Patients and methods

The baseline risk of patients admitted with ACS was retrospectively assessed using the C-ACS risk score. The score ranged from 0 to 4; 1 point was assigned for the presence of each of the following parameters: age ≥75 years, Killip class >1, systolic blood pressure <100 mmHg, and heart rate >100 bpm.

Results

A total of 960 patients with ACS were included, 409 (43%) with ST-segment elevation myocardial infarction (STEMI) and 551 (57%) with non-ST-segment elevation acute coronary syndrome (NSTE-ACS). The C-ACS score predicted in-hospital mortality in all ACS patients with a C-statistic of 0.95 (95% CI: 0.93–0.96), in STEMI patients with a C-statistic of 0.92 (95% confidence interval [CI]: 0.89–0.94), and in NSTE-ACS patients with a C-statistic of 0.97 (95% CI: 0.95–0.98). Of the 960 patients, 218 (22.7%) were aged ≥75 years.
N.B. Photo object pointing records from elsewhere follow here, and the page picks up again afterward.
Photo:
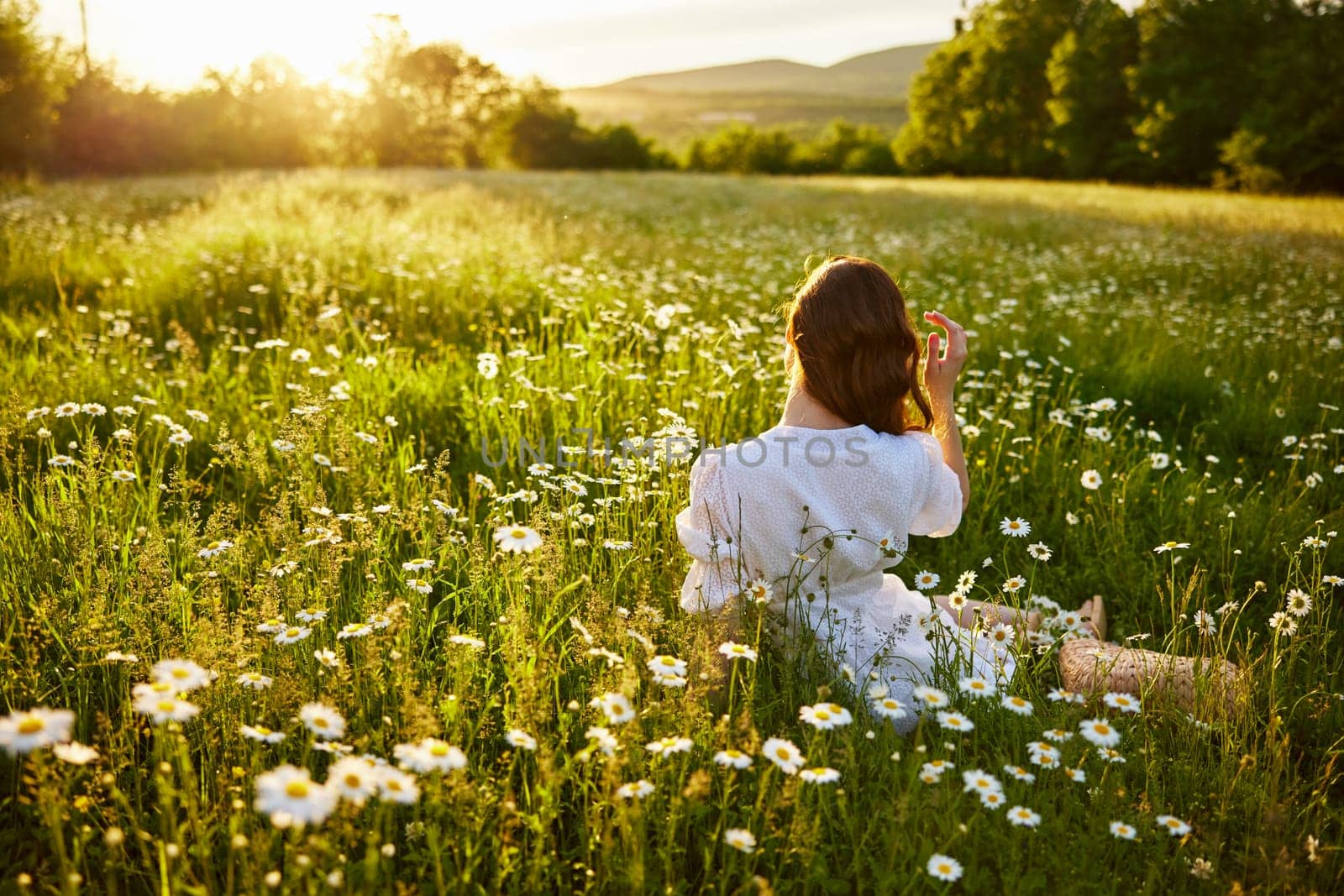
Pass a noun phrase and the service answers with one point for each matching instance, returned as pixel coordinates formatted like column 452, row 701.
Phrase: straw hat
column 1095, row 667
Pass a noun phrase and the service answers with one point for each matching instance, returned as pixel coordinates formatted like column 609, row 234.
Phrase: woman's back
column 810, row 511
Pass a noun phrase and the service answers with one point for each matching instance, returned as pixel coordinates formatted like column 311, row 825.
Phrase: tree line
column 1242, row 94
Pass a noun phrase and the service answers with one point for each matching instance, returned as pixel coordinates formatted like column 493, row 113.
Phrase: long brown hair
column 857, row 345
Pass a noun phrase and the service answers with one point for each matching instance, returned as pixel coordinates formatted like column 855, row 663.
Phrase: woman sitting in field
column 806, row 516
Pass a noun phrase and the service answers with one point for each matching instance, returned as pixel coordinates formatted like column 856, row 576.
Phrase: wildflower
column 617, row 708
column 739, row 839
column 667, row 665
column 669, row 746
column 820, row 775
column 734, row 651
column 355, row 631
column 931, row 698
column 1120, row 831
column 354, row 779
column 429, row 755
column 214, row 548
column 826, row 716
column 759, row 591
column 396, row 786
column 783, row 754
column 1122, row 701
column 1299, row 602
column 1099, row 732
column 1283, row 624
column 927, row 580
column 889, row 708
column 161, row 708
column 517, row 539
column 732, row 759
column 992, row 799
column 262, row 734
column 322, row 720
column 980, row 782
column 74, row 752
column 978, row 687
column 35, row 728
column 1173, row 825
column 255, row 680
column 944, row 867
column 521, row 739
column 183, row 674
column 292, row 634
column 638, row 790
column 954, row 721
column 291, row 795
column 606, row 741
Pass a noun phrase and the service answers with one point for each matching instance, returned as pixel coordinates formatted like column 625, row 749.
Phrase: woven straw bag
column 1093, row 667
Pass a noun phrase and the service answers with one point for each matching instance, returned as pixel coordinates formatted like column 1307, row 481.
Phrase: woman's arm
column 941, row 379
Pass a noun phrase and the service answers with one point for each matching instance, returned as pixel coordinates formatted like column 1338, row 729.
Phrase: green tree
column 1090, row 105
column 979, row 107
column 31, row 78
column 1290, row 134
column 1195, row 74
column 429, row 105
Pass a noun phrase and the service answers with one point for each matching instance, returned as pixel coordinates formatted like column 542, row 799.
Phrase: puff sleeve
column 706, row 533
column 938, row 501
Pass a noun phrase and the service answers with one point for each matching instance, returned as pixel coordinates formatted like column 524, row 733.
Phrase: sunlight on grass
column 313, row 580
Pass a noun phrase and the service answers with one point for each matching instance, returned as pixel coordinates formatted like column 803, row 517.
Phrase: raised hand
column 941, row 372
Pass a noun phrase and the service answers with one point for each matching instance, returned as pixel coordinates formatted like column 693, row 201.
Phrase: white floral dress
column 806, row 521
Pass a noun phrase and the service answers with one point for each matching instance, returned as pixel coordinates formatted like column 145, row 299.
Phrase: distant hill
column 770, row 93
column 882, row 74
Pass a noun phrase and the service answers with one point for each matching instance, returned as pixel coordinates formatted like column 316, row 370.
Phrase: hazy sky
column 171, row 42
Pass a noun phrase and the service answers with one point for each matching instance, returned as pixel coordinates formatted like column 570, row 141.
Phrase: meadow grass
column 237, row 409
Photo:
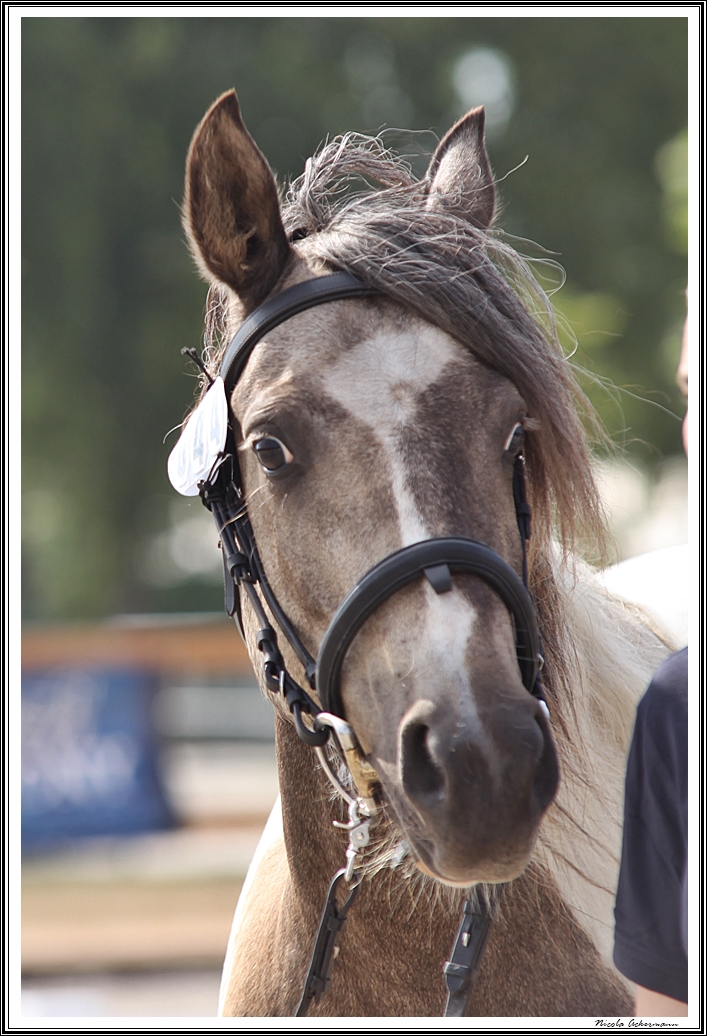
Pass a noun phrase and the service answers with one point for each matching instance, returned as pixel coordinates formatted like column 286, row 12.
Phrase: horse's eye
column 514, row 441
column 273, row 454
The proportion of patients aged ≥75 years was 21.7% in the STEMI subgroup and 23.4% in the NSTE-ACS subgroup (P>0.05). Age ≥75 years was significantly associated with in-hospital mortality in ACS patients (odds ratio [OR]: 3.25, 95% CI: 1.24–8.25) and in the STEMI subgroup (OR >3.99, 95% CI: 1.28–12.44). Female sex was strongly associated with mortality in the NSTE-ACS subgroup (OR: 27.72, 95% CI: 1.83–39.99).

Conclusion

We conclude that C-ACS score was the strongest predictor of in-hospital mortality in all ACS patients while age ≥75 years predicted the mortality well in the STEMI subgroup.

Acknowledgments

We would like to thank attending physicians for fulfilling reports for all admitted patients and for imputting the patients’ data into electronic databases.

Author contributions

AP, DAB, and MCT – conception and design of the study, statistical analysis and interpretation of data, revising the manuscript for intellectual content, and drafting the article. IMC – design of the manuscript, help in drafting manuscript, and interpretation of data. FC – acquisition and interpretation of data. All authors contributed toward data analysis, drafting and critically revising the paper and agree to be accountable for all aspects of the work.

Disclosure

The authors report no conflicts of interest in this work.